AMENDING a famous metaphor, Janet Yellen once said that the Federal Reserve would “keep refilling the punch bowl until the guests have all arrived”. Last week investors began to wonder if Jerome Powell, who will shortly succeed Ms Yellen at the top of the Fed, might at last deem the party full. On January 29th the ten-year Treasury yield reached 2.7%, the highest since early 2014. The prospect of tighter money caused stockmarkets to sneeze. On January 30th the S&P 500 fell by 1.1%, its biggest decline since August, before recovering a tiny bit the next day. With unemployment low and tax cuts pending, investors are wondering whether inflation and interest rates might soon surge.

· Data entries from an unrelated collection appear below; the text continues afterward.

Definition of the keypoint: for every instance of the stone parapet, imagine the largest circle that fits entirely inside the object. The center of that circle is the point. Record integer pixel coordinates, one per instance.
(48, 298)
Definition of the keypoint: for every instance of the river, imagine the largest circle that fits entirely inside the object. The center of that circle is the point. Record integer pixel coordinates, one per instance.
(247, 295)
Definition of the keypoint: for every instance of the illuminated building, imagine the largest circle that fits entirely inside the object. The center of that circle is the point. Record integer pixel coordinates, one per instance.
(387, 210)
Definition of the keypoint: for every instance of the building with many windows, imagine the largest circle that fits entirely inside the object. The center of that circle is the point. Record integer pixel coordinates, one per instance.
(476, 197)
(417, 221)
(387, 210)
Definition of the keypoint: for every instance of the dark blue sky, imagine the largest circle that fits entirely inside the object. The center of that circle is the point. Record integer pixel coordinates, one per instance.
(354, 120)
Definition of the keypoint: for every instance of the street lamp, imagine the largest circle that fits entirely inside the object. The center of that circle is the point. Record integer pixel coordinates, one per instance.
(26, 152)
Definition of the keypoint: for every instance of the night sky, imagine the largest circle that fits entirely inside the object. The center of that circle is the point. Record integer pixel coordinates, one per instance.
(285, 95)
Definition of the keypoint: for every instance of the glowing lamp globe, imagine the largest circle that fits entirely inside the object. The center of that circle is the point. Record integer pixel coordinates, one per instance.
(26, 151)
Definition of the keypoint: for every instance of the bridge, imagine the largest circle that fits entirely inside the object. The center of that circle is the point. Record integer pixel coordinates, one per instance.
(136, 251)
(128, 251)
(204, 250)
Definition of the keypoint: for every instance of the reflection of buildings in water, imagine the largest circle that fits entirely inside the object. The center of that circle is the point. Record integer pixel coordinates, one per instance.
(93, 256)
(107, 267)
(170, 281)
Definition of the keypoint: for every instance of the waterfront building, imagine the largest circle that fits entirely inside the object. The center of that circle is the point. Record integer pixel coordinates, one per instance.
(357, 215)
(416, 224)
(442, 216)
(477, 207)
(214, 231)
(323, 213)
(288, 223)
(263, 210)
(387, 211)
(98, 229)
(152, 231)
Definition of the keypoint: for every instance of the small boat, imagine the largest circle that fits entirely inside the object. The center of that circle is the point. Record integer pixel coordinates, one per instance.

The economy grew by 2.5% in the year to the fourth quarter of 2017. According to Okun’s law, a rule of thumb relating unemployment to GDP, falling joblessness explains almost half of this growth. (The unemployment rate fell from 4.7% to 4.1% over the same period.) Early in the year inflation fell short, suggesting that fast growth could continue unabated. But pressure on prices has begun to build. Quarterly core inflation, which excludes volatile food and energy prices, was only just below the Fed’s 2% target at the end of 2017. Markets have recently come to believe rate-setters who say that they will tighten policy three times in 2018 (see chart), as happened in 2017.
The prospect of higher rates has bears worried, for three reasons. First, they think asset markets are not ready for higher rates. On January 29th, before the market wobble, an index of financial conditions compiled by Goldman Sachs, which falls as conditions loosen, touched an all-time low. Postponed rate rises have propelled asset prices in recent years; surprisingly tight policy could have the reverse effect.
The second worry is that consumers are unduly exuberant. In October consumer confidence touched highs not seen in over a decade (it has since fallen back slightly). Purchases of vehicles and parts alone contributed 0.4 percentage points to growth in the fourth quarter. Yet it is not wage growth that is fuelling the spending spree, other than in a few low- and middle-income sectors of the economy. Instead, it is that consumers are saving less. In December the personal-saving rate was just 2.4%, the lowest it has been since September 2005. Were falling asset prices to puncture consumers’ optimism, growth might suffer.
The final worry concerns corporate debt. Last April the IMF warned that indebted firms were exposed to higher borrowing costs. Firms accounting for 10% of corporate assets, they noted, were already struggling to service their debt.
Are these worries reasonable? Asset-price falls are fearsome when people have borrowed too much. But regulatory reforms over the past decade have deterred risky lending. Households may not be saving much, but their balance-sheets are much stronger than before the financial crisis. Corporate debt is a likelier source of trouble, but a rising oil price has eased pressure on indebted energy firms, the most likely to falter. And with bond yields rising globally, the Fed need not worry a strong dollar will destabilise the world economy.
In fact, if Mr Powell can manage the transition to higher interest rates, they will be welcome. The Fed would have more scope to loosen policy during the next recession before rates hit zero. After all, the worst thing that can happen to a party is for the punch bowl to run dry too soon.